Für mich als Evangelischen Pfarrer bedeutet dies, dass ich im Krankenhaus bestimmte Dinge für diese Aussegnung mitbringe. Wie dieses Ritual bei dem Einzelnen konkret ausgestaltet wird, ergibt sich auch aus dem Gespräch mit den versammelten Angehörigen.

Im Folgenden erzähle ich einen beispielhaften Ablauf.

Die Aussegnung ist ein wohltuendes altes Ritual, welches aber an vielen Stellen fast schon so etwas wie in Vergessenheit geraten ist. Aus meiner Sicht ist es aber ein sehr wichtiges Ritual am Ende einer gemeinsamen Zeit, am Ende einer Gemeinschaft.

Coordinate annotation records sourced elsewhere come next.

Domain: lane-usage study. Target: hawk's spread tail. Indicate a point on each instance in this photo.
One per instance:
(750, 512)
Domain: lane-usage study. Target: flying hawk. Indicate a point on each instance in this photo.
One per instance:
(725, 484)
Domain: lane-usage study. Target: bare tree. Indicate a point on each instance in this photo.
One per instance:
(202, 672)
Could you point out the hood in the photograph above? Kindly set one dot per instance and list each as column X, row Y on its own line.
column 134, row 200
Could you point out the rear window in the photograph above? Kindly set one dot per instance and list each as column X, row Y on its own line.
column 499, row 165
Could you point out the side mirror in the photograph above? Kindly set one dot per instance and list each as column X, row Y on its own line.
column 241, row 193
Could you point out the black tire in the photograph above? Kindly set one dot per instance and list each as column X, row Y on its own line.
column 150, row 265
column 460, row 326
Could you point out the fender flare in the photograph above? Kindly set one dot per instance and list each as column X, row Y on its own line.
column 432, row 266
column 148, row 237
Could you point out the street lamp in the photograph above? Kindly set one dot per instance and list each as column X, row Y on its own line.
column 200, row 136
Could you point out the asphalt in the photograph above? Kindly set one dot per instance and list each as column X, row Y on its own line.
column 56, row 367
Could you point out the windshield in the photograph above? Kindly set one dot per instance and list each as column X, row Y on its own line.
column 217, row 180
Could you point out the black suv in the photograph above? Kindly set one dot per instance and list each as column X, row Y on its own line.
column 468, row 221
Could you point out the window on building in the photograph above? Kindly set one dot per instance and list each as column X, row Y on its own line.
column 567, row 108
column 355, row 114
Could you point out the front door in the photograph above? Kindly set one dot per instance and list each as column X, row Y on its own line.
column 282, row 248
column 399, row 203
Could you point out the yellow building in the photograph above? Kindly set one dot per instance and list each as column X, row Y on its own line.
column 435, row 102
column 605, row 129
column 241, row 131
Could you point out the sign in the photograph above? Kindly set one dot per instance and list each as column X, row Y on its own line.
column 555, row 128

Das erlebe ich im Übrigen sowohl im Umfeld der Klinikseelsorge als auch im Umfeld von Coaching im Unternehmenskontext. In Filmen und in der Literatur wird genauso davon berichtet, oft jedoch beiläufig. Aber es ist sehr folgenreich, ein guter Abschluss des bisherigen schafft genauso eine Grundruhe – wie auch eine gute Begrüßungszeremonie einen entsprechend positiven Start in eine neue Zeit ermöglicht. Fehlt das eine oder andere, tauchen Schwierigkeiten in der Kommunikation und im Miteinander auf.

Das Gewesene muss erst, wie es Herbert Groenemeyer ausdrückt „Sicher in meiner Seele“ angekommen sein. Dann ist Raum für Neues.